Chroniques
La politique du spectacle et le spectacle de la politique
Par Marouen Achouri
Il semble entendu en Tunisie que la présidentielle est devenue plus importante que les législatives. On ne parle plus que de ça dans les sphères politiques et dans les médias! Se présentera, ne se présentera pas? Signatures de citoyens ou de députés? Achetées ou spontanées? Les suppositions et les pronostics se succèdent à l'image des paris avant une course de chevaux.
Chacun mise sur son poulain et met à son service son savoir-faire, ou son aura, ou son argent ou ses réseaux. Le tout, évidemment, avec un sens aigu du spectacle! On pourrait même dire que c'est tout ce qu'il y a à se mettre sous la dent. Le spectacle des réceptions à l'aéroport de Tunis, ou encore le spectacle donné au palais des congrès devant un parterre des plus fervents supporters, sans parler de celui qui utilise les moyens de l'Etat pour faire sa campagne.
Béji Caïd Essebsi avait convoqué une assemblée de 1.000 personnalités pour expliquer les raisons de sa candidature à la présidentielle. Il a été question pêle-mêle de droits de la femme, d'administration, de trahisons internes dans le parti, du fait que Nidaa Tounes prenait du poids et que cela dérangeait et suscitait toutes sortes de complots. Mais bien malin qui saurait dire pourquoi Béji Caïd Essebsi est candidat à la présidentielle. Le temps passé par ses partisans à applaudir l'aura peut-être empêché de tout bien expliquer…
Par ailleurs, du côté de l'aéroport Tunis-Carthage, on a pu voir le remake d'un autre retour triomphal. Après Rached Ghannouchi en 2011, c'est au tour de Mondher Zenaïdi en 2014! En beaucoup moins conséquent bien sûr, mais quand même c'était une belle tentative. Disons qu'il y avait quelques milliers de personnes qui l'attendaient à l'aéroport pour crier "Fils du peuple" et le fameux "Berrouh, Beddam, nefdik ya Mondher!". Encore un exemple d'un joli spectacle donné aux citoyens pour leur dire : C'est lui!
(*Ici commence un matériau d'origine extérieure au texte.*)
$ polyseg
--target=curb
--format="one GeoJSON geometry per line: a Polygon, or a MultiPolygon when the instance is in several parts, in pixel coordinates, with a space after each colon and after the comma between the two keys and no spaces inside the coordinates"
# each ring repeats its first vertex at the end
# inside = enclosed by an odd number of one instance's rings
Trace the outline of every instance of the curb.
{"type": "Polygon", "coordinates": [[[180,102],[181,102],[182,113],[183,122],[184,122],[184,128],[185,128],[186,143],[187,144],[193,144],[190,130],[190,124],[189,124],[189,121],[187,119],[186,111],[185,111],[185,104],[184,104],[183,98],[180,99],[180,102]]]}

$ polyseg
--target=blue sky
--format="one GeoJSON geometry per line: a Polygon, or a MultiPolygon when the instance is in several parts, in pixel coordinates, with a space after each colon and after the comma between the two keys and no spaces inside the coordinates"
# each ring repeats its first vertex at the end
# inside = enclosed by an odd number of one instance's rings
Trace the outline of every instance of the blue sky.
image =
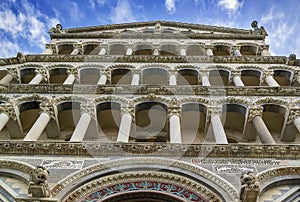
{"type": "Polygon", "coordinates": [[[111,23],[168,20],[250,29],[257,20],[273,55],[300,57],[299,0],[4,0],[0,58],[41,53],[47,31],[111,23]]]}

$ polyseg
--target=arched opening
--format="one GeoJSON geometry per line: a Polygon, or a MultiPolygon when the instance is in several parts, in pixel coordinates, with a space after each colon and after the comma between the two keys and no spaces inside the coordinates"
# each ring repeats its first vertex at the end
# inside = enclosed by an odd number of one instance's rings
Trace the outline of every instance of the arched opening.
{"type": "Polygon", "coordinates": [[[193,69],[180,69],[177,73],[177,85],[198,85],[199,73],[193,69]]]}
{"type": "Polygon", "coordinates": [[[100,103],[96,107],[100,138],[116,142],[121,122],[121,105],[116,102],[100,103]]]}
{"type": "Polygon", "coordinates": [[[162,56],[178,55],[178,48],[175,45],[162,45],[160,47],[160,55],[162,56]]]}
{"type": "Polygon", "coordinates": [[[244,69],[241,72],[241,79],[245,86],[259,86],[261,72],[254,69],[244,69]]]}
{"type": "Polygon", "coordinates": [[[83,47],[84,55],[98,55],[100,52],[100,46],[98,44],[87,44],[83,47]]]}
{"type": "Polygon", "coordinates": [[[35,68],[25,68],[20,70],[21,83],[28,84],[35,77],[35,68]]]}
{"type": "Polygon", "coordinates": [[[230,48],[224,45],[217,45],[213,48],[214,56],[228,56],[230,55],[230,48]]]}
{"type": "Polygon", "coordinates": [[[203,143],[206,126],[206,106],[187,103],[181,107],[181,138],[183,143],[203,143]]]}
{"type": "Polygon", "coordinates": [[[134,55],[152,55],[152,47],[150,45],[137,45],[134,55]]]}
{"type": "Polygon", "coordinates": [[[292,82],[292,72],[288,70],[274,70],[274,79],[280,86],[290,86],[292,82]]]}
{"type": "Polygon", "coordinates": [[[135,107],[135,142],[168,140],[168,108],[159,102],[143,102],[135,107]]]}
{"type": "Polygon", "coordinates": [[[109,54],[110,55],[125,55],[126,48],[122,44],[113,44],[109,46],[109,54]]]}
{"type": "Polygon", "coordinates": [[[284,129],[286,108],[276,104],[263,105],[263,120],[273,137],[279,137],[284,129]]]}
{"type": "Polygon", "coordinates": [[[243,56],[255,56],[257,47],[255,46],[242,46],[240,52],[243,56]]]}
{"type": "Polygon", "coordinates": [[[60,103],[57,105],[57,111],[61,136],[69,141],[80,118],[80,103],[75,101],[60,103]]]}
{"type": "Polygon", "coordinates": [[[59,55],[70,55],[73,51],[73,44],[63,44],[58,46],[59,55]]]}
{"type": "Polygon", "coordinates": [[[230,72],[217,69],[209,72],[209,82],[212,86],[227,86],[229,84],[230,72]]]}
{"type": "Polygon", "coordinates": [[[20,121],[24,132],[28,132],[39,117],[40,103],[29,101],[19,105],[20,121]]]}
{"type": "Polygon", "coordinates": [[[238,143],[242,139],[247,117],[247,107],[240,104],[224,104],[222,122],[229,143],[238,143]]]}
{"type": "Polygon", "coordinates": [[[67,68],[55,68],[49,70],[49,82],[53,84],[62,84],[67,79],[67,68]]]}
{"type": "Polygon", "coordinates": [[[130,69],[113,69],[111,71],[111,84],[130,84],[132,72],[130,69]]]}
{"type": "Polygon", "coordinates": [[[142,71],[143,84],[168,85],[168,71],[161,68],[147,68],[142,71]]]}
{"type": "Polygon", "coordinates": [[[206,55],[205,49],[199,45],[189,45],[186,49],[187,56],[206,55]]]}
{"type": "Polygon", "coordinates": [[[100,79],[100,69],[89,67],[82,68],[79,71],[80,84],[94,84],[96,85],[100,79]]]}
C'est lui le sauveur de la Tunisie!
Et c'est bien là le problème! On ne cherche pas un président de la République, on cherche un sauveur. On ne cherche pas un homme politique, on cherche un papa. D'ailleurs, les fervents sympathisants des différents candidats vous jettent cet argument à la figure dès les premiers échanges. Pourquoi je voterais pour X? Parce qu'il va sauver la Tunisie! Et si j'ai pas envie de voter pour X? Et bah c'est que tu es contre l'intérêt de la Tunisie et que tu n'y comprends rien!
Voilà comment la conversation tourne court. Voilà le spectacle de la politique tunisienne. Une bande de "gamins" qui se battent pour une glace. Ils s'échangent des petites phrases, s'accusent, se maudissent, mais ne construisent rien. Les programmes n'ont aucune place dans le débat public. Trop technique, trop ennuyeux, et puis il faut travailler pour pondre un programme quand même! Donc, on préfère les commérages de bas niveau entre les différents "sauveurs de la Tunisie". On se contente des grandes déclarations d'intention aussi redondantes que vides du genre : "Je vais travailler à réduire le chômage et à répartir le développement national de manière équitable sur les régions tunisiennes. Je vais également doter l'armée des moyens nécessaires pour lutter efficacement contre le terrorisme"…
Et puis, pourquoi ils s'embêteraient à nous parler de programmes et d'actions concrètes? S'il y a une offre de médiocrité c'est qu'il y a une demande. Hormis quelques obsédés, personne ne se soucie des programmes et les politiciens l'ont bien compris. Tout est une histoire d'image et de communication. Le spectacle de la politique est désolant et la politique du spectacle semble payer. Mais attention ! Elle semble payer uniquement auprès d'une minorité de citoyens, celle qui "pleure sa Tunisie" depuis la révolution ou encore celle qui appelle aujourd'hui à "voter utile". C'est le cas également de ceux qui sont encore enfermés dans les mythes et les complots de l'ancien régime et qui ne cherchent que la vengeance.
Il faut être conscient que la majorité des citoyens tunisiens se divise entre indécis et abstentionnistes. Ceux qui sont dégoutés du spectacle ambiant et ceux qui ne savent pas pour qui voter, qui ne se reconnaissent pas dans l'offre politique actuelle. Des personnes exaspérées par le discours de "sauveur de la Tunisie" tellement usé et surfait. Le discours qui dit "sans moi vous ne serez rien". Des personnes qui constatent et qui vivent au quotidien l'incivilité, le chômage, la corruption, etc. Ce sont des personnes qui n'ont pas spécialement de désir de vengeance et qui n'ont pas de Tunisie à pleurer.